Now, this wouldn’t bother me so much if my parents weren’t really successful and awesome people. I mean, if I saw them getting behind on the mortgage because they are such go-getters and that they never stop, then maybe I’d be a little more keen to take a sick day every once in awhile. Or at least allowing myself to think I deserved a sick day.

OKAY, OKAY. I can’t blame this all on my parents. I certainly can’t blame a stomach flu on them, either. But today wasn’t easy and I’m bitter. I’m dedicated to my responsibilities, and I h a t e  abandoning them, even for a day.

So, I’m not trying to say everyone should take more sick days to remember what’s important and to take care of ourselves, or whatever that’s about. I’m not encouraging you to play hooky or take a mental health day. That’s really not my style.

I’m just saying that when you need to take a sick day (in my house, 100 degree fevers were about the only criteria for this, but you know), then you should. You can’t do your best when you’re not feeling your best. And if you don’t take the time to recover, you’re going to wake up one day like me, not with the stomach flu but with way too many unused homework passes because you thought you needed to save them. But really? Sometimes saving things for a rainy (or sick) day can mean that you never do them at all.

Baby Bird Syndrome

Ah, the wonders of nature.

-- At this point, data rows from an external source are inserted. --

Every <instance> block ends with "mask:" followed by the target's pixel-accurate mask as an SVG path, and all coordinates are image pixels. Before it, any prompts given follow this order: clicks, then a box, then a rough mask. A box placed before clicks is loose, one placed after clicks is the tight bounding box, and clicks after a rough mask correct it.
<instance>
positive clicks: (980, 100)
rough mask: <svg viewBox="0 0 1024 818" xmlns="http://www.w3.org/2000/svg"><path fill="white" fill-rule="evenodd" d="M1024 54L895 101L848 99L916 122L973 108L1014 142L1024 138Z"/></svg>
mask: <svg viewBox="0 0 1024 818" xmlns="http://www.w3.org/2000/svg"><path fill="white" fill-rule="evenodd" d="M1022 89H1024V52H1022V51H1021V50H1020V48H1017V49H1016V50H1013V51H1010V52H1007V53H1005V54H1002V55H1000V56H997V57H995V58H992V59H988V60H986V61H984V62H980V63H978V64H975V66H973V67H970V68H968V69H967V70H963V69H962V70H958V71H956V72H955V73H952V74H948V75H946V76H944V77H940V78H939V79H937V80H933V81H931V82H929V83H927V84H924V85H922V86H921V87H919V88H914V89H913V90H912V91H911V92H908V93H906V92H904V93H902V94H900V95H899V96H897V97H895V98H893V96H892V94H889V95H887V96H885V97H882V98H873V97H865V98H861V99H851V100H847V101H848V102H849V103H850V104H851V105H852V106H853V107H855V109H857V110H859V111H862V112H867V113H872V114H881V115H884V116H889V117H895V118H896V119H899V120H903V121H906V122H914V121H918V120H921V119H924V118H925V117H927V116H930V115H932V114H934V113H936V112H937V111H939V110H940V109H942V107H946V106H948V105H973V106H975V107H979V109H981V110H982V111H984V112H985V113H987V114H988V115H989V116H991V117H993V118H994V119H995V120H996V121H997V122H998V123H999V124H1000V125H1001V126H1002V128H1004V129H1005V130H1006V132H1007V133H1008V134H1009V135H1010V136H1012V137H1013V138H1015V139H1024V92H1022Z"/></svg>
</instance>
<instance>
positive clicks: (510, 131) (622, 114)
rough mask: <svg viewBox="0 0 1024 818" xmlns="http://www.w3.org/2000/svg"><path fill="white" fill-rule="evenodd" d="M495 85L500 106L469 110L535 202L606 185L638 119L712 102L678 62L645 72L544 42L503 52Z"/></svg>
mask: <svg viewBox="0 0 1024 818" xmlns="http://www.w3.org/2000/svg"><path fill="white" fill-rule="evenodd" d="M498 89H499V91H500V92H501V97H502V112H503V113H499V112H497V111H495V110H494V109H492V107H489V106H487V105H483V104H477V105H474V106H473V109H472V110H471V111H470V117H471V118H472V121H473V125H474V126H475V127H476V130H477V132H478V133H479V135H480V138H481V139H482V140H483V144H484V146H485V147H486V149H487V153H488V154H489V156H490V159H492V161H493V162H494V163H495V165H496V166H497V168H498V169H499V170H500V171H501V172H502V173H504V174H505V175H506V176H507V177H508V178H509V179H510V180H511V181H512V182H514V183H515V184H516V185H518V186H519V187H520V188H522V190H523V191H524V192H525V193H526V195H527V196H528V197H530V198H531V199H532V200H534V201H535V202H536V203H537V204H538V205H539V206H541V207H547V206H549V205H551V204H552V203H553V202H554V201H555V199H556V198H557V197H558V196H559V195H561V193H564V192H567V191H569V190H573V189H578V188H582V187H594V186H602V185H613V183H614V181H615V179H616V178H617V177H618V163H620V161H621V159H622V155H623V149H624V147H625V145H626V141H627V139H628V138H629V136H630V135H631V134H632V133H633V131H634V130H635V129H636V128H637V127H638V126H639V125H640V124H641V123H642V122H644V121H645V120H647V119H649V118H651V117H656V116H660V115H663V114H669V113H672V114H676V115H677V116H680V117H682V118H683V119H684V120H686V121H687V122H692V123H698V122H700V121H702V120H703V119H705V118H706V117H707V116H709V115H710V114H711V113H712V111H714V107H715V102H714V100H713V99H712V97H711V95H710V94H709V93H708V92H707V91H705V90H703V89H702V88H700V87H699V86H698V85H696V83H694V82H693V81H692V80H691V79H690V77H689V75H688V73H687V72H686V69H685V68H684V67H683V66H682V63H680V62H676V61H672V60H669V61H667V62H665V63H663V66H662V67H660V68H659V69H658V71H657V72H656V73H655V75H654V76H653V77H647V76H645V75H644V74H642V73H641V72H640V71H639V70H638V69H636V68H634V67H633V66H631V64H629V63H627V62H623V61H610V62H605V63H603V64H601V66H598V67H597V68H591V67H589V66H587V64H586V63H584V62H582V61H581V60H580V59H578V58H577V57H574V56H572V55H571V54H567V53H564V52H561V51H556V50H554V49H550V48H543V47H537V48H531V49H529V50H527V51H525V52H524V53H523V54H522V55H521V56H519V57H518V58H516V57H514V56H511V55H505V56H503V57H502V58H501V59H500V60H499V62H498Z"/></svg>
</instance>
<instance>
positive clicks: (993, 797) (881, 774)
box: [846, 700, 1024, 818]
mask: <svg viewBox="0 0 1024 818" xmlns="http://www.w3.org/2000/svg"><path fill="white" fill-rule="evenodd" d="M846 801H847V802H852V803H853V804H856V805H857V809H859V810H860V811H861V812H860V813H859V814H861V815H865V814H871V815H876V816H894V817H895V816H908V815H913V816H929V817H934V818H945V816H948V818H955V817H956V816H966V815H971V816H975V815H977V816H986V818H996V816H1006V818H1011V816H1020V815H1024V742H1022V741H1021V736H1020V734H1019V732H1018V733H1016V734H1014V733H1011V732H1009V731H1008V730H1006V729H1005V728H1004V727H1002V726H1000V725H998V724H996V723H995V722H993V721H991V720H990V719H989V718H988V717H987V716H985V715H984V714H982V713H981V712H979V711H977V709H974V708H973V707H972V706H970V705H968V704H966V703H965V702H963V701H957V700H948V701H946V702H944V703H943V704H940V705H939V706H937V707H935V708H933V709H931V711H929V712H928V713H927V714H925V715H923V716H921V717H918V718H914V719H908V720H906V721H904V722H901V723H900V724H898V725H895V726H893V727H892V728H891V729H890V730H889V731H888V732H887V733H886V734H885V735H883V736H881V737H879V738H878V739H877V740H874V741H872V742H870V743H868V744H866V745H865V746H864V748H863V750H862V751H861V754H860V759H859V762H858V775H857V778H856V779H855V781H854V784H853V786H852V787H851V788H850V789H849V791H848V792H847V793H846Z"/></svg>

A little baby bird emerges from an egg, it is fed and nurtured by its parents, and then one day, it grows its feathers all over and becomes too big for the nest. So, what happens? Does it watch its parents closely so it can learn how to fly? Does it hop along on a branch before finally taking wing? No! Mom and Dad shove their little son or daughter right over the side. How’s that for encouragement?

And most of the time, the little baby bird either flutters a little and finds the wind under its wings, or it plummets to the ground and chirps for days, until it finally figures out how to get itself out of this mess.

Now, you might think, Wow, rude, Mom and Dad! You wouldn’t even allow it to pack its stuff? Or you might think, It was time. Everybody has to grow up, and nothing helps you to grow up like the fear of falling out of the nest.

But what happens when that scenario hits a little closer to home and that little baby bird is actually a full-grown adult college graduate?

This is a situation that we are seeing more and more with our tanking economy. Students return to their home base before making their way out into the world because it’s all they can do to stay afloat with collegiate debt. And in nationwide polls, most parents have said that they don’t mind that their child has come home to roost. I mean, if your parents are anything like mine, they usually don’t mind the company. They like the extra help and someone to schlepp around with.

But the weight of it all for that little baby bird or human well…it weighs on you. You feel like a loafer. You feel like a mooch. And worst of all, you feel like a fat baby bird who refuses to fly and would rather sit in the nest watching Jerry Springer! at all hours of the day. There’s this awful guilt that you aren’t living up to your full potential because you’re grounded, in a way.

Which is why bird parents and human parents sometimes push their children out of the nest at some point. It absolutely forces them to make a decision, and the baby is able to start his or her life on his or her terms.

But there are also parents who would rather see their baby’s feathers fully grown in before they’re  encouraged to fly. Which is okay, too.

The point is that it’s fine to do either. It’s okay to strike out on your own and it’s okay to just strike out. As long as everyone is happy with the situation, then you need to feel like it is acceptable too, guilt or not.

Just remember that if you’re feeling a bit like you’re taking up too much space in the nest, think about what it will feel like to you and your parents when it’s empty. Enjoy the time you have together.